Carmen-Symposium zur Energiewende

von , am
24.02.2014

Würzburg - Welche Argumente gibt es für die Energiewende? Was bedeutet erneuerbare Energie ökologisch und ökonomisch betrachtet? Diesen Fragen geht ein Symposium des Carmen-Netzwerks auf den Grund.

Erneuerbare Energien sind in den 28 Mitgliedstaaten der Europäischen Union während der letzten Jahre besonders stark gefördert worden. © VRD/fotolia.com
Die ökologischen und ökonomischen Auswirkungen der erneuerbaren Energien sollen beim diesjährigen Symposium des Centralen Agrar- Rohstoff- Marketing- und Energie-Netzwerkes (CARMEN) diskutiert werden.
 
Wie die bayerische Koordinierungsstelle für nachwachsende Rohstoffe, erneuerbare Energien und nachhaltige Ressourcennutzung informiert, findet das 22. Symposium am 7. und 8. Juli in Würzburg statt.

Ziel der zweitägigen Veranstaltung sei es, den Unternehmen und Beratungs- sowie Forschungseinrichtungen im Bereich der erneuerbaren Energien Gelegenheit zu geben, sich auf den aktuellen Stand in Fragen des Klimawandels, der Umweltauswirkungen, der Nutzung fossiler Energien und der Alternativen zur Wachstumsökonomie zu bringen und mit Argumenten für die Energiewende zu rüsten, heißt es weiter.

Nutzungswege im Vergleich

Eine ausführliche Darstellung der Auswirkungen des Ausbaus erneuerbarer Energien und ein Vergleich verschiedener Nutzungswege liefere eine breite Basis für die zukünftige Konzeptentwicklung.
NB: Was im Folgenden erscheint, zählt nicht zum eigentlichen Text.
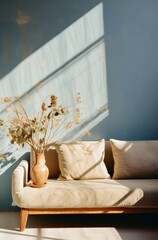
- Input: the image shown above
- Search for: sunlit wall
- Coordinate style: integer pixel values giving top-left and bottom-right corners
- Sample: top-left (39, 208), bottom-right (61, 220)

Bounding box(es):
top-left (0, 0), bottom-right (158, 210)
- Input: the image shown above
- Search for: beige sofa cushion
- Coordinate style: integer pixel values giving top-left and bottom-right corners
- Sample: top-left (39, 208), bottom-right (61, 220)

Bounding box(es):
top-left (56, 139), bottom-right (110, 180)
top-left (110, 139), bottom-right (158, 179)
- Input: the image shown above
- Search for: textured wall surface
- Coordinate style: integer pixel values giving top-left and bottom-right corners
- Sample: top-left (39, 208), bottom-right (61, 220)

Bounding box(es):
top-left (0, 0), bottom-right (158, 210)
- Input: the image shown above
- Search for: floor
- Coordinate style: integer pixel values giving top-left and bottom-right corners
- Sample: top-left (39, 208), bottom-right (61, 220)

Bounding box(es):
top-left (0, 212), bottom-right (158, 240)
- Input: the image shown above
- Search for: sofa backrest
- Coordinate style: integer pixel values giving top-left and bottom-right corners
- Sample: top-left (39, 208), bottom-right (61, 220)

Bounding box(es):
top-left (30, 141), bottom-right (114, 178)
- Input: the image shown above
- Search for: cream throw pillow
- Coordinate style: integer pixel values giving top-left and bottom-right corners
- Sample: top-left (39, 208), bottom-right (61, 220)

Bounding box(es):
top-left (110, 139), bottom-right (158, 178)
top-left (56, 139), bottom-right (110, 180)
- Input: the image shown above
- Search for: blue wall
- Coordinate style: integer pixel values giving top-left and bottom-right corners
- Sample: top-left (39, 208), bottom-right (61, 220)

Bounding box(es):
top-left (0, 0), bottom-right (158, 210)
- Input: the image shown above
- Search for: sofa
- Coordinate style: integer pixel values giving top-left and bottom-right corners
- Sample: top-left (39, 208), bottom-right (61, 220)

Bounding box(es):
top-left (12, 139), bottom-right (158, 231)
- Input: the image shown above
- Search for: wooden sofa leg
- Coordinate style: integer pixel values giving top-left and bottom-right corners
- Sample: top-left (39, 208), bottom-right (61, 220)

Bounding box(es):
top-left (20, 208), bottom-right (29, 231)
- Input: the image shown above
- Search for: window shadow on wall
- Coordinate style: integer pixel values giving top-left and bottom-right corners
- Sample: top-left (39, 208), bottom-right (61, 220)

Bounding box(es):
top-left (0, 3), bottom-right (109, 210)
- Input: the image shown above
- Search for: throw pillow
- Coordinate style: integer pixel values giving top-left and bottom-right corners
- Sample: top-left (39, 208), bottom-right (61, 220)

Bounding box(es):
top-left (56, 139), bottom-right (110, 180)
top-left (110, 139), bottom-right (158, 178)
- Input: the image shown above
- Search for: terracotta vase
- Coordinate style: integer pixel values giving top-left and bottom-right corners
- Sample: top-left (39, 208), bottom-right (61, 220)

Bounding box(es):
top-left (30, 153), bottom-right (49, 188)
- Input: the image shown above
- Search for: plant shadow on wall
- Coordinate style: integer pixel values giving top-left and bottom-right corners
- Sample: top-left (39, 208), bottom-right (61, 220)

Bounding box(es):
top-left (0, 4), bottom-right (109, 209)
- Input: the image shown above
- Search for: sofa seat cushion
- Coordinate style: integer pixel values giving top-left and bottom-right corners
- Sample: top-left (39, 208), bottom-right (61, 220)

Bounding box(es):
top-left (14, 179), bottom-right (143, 208)
top-left (117, 179), bottom-right (158, 208)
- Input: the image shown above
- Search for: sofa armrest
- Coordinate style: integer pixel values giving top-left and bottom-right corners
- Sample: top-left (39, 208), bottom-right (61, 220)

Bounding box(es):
top-left (12, 160), bottom-right (29, 196)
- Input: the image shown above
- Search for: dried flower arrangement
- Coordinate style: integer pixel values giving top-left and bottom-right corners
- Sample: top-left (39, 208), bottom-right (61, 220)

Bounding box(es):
top-left (0, 93), bottom-right (82, 153)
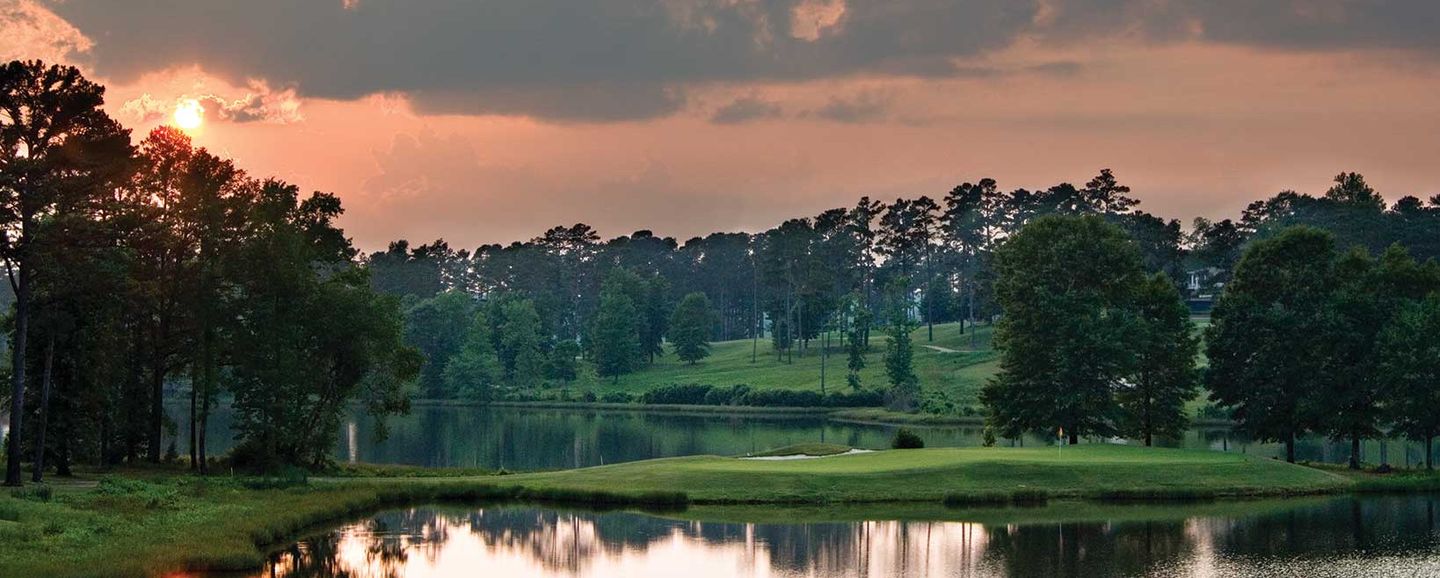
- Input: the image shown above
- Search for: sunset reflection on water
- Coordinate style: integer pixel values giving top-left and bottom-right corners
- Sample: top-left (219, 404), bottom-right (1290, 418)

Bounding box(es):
top-left (239, 496), bottom-right (1440, 578)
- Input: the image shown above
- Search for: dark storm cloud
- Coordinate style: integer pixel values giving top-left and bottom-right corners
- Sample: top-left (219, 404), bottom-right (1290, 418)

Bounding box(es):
top-left (39, 0), bottom-right (1440, 121)
top-left (812, 91), bottom-right (891, 124)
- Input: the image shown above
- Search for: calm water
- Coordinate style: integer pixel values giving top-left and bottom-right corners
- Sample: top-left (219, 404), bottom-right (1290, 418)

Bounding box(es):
top-left (218, 497), bottom-right (1440, 578)
top-left (170, 405), bottom-right (1440, 470)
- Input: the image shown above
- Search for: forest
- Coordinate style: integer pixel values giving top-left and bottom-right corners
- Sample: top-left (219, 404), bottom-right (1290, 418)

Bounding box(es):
top-left (0, 56), bottom-right (1440, 484)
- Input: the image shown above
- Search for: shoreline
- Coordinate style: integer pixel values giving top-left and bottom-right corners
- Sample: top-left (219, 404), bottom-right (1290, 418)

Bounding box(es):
top-left (0, 444), bottom-right (1440, 575)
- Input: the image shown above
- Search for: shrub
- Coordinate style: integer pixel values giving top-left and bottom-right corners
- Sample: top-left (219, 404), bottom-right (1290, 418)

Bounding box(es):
top-left (243, 466), bottom-right (310, 490)
top-left (740, 389), bottom-right (825, 408)
top-left (1009, 487), bottom-right (1050, 504)
top-left (95, 476), bottom-right (180, 509)
top-left (706, 383), bottom-right (750, 405)
top-left (600, 392), bottom-right (635, 404)
top-left (825, 389), bottom-right (886, 408)
top-left (10, 484), bottom-right (55, 502)
top-left (890, 428), bottom-right (924, 450)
Zudem werde auch ein Blick in die Zukunft geboten - von Exportchancen für Erneuerbare-Energien-Technik über zukunftsfähige Energiekonzepte bis hin zu Bausteinen einer dezentralen Energieversorgung.
 
Zielgruppe des Symposiums sind laut Veranstaltungshinweis insbesondere Journalisten, Multiplikatoren und Entscheidungsträger aus Politik und Unternehmen, die sich "jenseits von hitzigen tagespolitischen Schlagwörtern" einen vertiefenden Einblick verschaffen wollen.